Their success comes from “hard work and constant touring over the years, not just of the [state] capital cities but well into the regional areas,” says Stu Harvey, host of Triple J’s weekly hardcore/punk show “Short Fast Loud.”

“There’s people all over the country listening to this music,” agrees Amity Affliction’s manager Luke Logemann from Staple Management. Emphasizing that point is the band’s upcoming regional tour through Sept. 8 that will take in such bywaters as Wollongong, Dandenong and Ballarat.
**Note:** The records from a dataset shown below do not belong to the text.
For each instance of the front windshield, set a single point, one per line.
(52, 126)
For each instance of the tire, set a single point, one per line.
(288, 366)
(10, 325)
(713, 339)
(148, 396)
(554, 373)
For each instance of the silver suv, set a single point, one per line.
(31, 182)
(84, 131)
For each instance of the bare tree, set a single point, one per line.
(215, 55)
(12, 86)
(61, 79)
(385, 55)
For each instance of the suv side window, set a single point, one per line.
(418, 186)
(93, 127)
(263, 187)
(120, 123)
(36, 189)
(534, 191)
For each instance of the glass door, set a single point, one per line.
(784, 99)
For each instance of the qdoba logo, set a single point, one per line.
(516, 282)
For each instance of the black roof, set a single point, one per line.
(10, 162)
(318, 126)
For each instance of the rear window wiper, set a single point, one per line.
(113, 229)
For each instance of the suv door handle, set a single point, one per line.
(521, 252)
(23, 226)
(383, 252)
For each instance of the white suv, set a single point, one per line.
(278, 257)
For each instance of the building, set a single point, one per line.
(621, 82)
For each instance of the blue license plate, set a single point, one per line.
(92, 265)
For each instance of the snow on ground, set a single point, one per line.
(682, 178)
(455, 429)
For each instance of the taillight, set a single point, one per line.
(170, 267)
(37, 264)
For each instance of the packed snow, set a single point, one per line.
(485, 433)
Australia’s hardcore scene has been building since pioneering acts Day of Contempt and Price of Silence emerged from Adelaide in the mid-1990s. Today, international outfits like Killswitch Engage (the United States) or Bring Me the Horizon (the United Kingdom) have mounted Australian tours playing 1,000- to 2,000-capacity venues. This fall, U.S. bands the Devil Wears Prada and the Ghost Inside will support Parkway Drive in theaters and arenas, including Brisbane’s 9,000-capacity Riverstage.

Indie labels Resist Records in Sydney and Boomtown’s parent Staple Group in Melbourne are hardcore’s main players, with both specializing in multiservice deals.
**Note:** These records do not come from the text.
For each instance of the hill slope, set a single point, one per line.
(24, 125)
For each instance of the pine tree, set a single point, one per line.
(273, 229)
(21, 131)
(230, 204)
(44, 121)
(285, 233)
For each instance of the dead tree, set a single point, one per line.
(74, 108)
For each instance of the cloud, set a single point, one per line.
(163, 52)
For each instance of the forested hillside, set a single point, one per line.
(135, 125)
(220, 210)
Resist handles Parkway Drive’s recordings, bookings and management. Such deals “were born through necessity,” founder Graham Nixon says. “When these bands were starting out, there weren’t really any agents who were interested.”

Amity Affliction has a similar deal with Staple, whose concert promotion arm Destroy All Lines has organized hardcore package tour Boys of Summer each January since 2006, headlined this year by U.S. act Every Time I Die.

Staple also runs regular hardcore club nights in cities and towns across the country. “All the scene kids go there,” notes Nick O’Byrne, GM of indie labels trade body AIR. “It’s the only place that caters specifically for them.”

According to Staple Group co-founder/promoter Jaddan Comerford, “the Internet and live is where it all happens for these bands,” with Amity Affliction particularly active online. Prior to the release of “Youngbloods,” its MySpace page hosted a nine-part video diary by the band members and offered an iPhone application that provided free streams of the album, news, photos and videos.

Now, even as a new wave of bands like Break Even, Deez Nuts and Confession emerges around the country, their immediate predecessors are looking further afield. Nixon says four Resist hardcore acts—Parkway Drive, 50 Lions, Miles Away and Carpathian—are touring Europe this year, whereas “just a few years ago, you’d have had just one band in that genre making the trip abroad.”

Parkway Drive, a regular U.S. visitor since 2007, plays the Vans Warped tour in the States through Aug. 15 before traveling around Europe, Australia and New Zealand for shows throughout the rest of 2010. And Amity Affliction has November European dates penciled in, followed by a North American push through 2011.

Already, there are encouraging signs in the United States, where “Deep Blue,” released on Epitaph, bowed at No. 39 on the Billboard 200 dated July 17.

Back home, hardcore is “bigger now than it’s ever been,” Nixon says, “and it’s not going to go away.”